The chronic left foot injury has given Rafael Nadal such a hard time of late that the legendary tennis player said he would "prefer to lose" the French Open final if he gets a "new foot" in exchange.
Nadal, who reached his 14th Roland Garros final after an unfortunate ankle injury during the second set in the semi-final forced Alexander Zverev to withdraw, has been quite vocal about his injury ever since the beginning of this year.
"Without a doubt, I'd prefer to lose the final," said Nadal who turned 36 on Friday. "My opinion does not change. A new foot would allow me to be happier in my daily life."

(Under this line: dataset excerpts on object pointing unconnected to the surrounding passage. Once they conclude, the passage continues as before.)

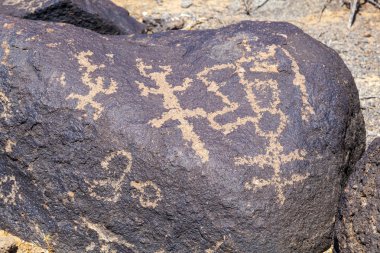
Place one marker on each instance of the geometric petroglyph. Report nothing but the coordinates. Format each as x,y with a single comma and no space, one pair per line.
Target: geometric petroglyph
95,85
6,51
258,62
115,184
106,237
147,192
216,247
4,106
11,183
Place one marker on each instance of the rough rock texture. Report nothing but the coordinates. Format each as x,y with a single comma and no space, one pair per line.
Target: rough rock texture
229,140
102,16
358,226
12,244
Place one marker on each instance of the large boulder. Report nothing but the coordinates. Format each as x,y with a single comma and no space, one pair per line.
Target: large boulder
102,16
358,226
228,140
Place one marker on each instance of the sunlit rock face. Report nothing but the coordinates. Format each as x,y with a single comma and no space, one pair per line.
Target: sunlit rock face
228,140
101,16
358,226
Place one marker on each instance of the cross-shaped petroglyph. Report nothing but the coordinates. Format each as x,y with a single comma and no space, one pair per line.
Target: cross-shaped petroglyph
171,103
147,192
95,85
115,184
263,61
11,196
274,156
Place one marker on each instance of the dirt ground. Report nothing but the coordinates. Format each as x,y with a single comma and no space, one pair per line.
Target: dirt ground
325,20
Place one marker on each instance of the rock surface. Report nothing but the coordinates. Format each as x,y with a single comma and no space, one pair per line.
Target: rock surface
358,226
102,16
229,140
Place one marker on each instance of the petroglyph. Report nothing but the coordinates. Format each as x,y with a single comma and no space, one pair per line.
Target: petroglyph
8,26
274,156
171,103
9,146
4,106
263,61
147,192
300,81
6,50
62,79
115,184
107,237
217,245
95,85
53,45
9,190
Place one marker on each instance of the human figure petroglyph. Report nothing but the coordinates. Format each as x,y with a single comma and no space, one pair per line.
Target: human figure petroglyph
274,156
262,61
95,85
12,195
115,184
147,192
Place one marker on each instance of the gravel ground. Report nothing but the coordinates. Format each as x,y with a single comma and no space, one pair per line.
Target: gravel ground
325,20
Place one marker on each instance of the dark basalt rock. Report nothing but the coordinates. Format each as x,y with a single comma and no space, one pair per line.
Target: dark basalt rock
101,16
228,140
358,226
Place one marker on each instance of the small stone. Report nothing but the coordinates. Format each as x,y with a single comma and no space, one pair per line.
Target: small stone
101,16
186,3
358,226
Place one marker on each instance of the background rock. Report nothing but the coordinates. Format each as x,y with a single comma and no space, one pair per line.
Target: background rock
102,16
325,21
235,139
358,226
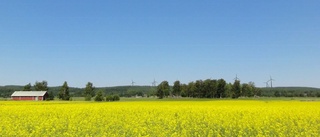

Nadal, who will face Norway's Casper Ruud in the final on Sunday chasing his record-extending 22nd Grand Slam and 14th French Open title, said winning tournaments give temporary adrenaline but for him to have a healthy life ahead, he needs to recover from the foot injury quickly.
"Winning is very nice and gives you an adrenaline rush, but it's temporary and then you have to go on living."
"I have a life ahead of me and in the future I would love to play sports with my friends. My happiness goes ahead of any title," he insisted.
Meanwhile, Nadal said it was only "human" of him to feel sympathy for Zverev after the injury which forced him to retire from the semi-final.
Tearful German world number three Zverev had to leave the court in a wheelchair after his fall late in the second set which left him writhing and screaming in agony.
When he hobbled back on to Court Philippe Chatrier on crutches to concede the match, the two men shared a warm embrace.
"If you are human, you feel sorry for a colleague," said Nadal.
Zverev was trailing 7-6 (10/8), 6-6 after more than three hours of play at the time of the horror injury.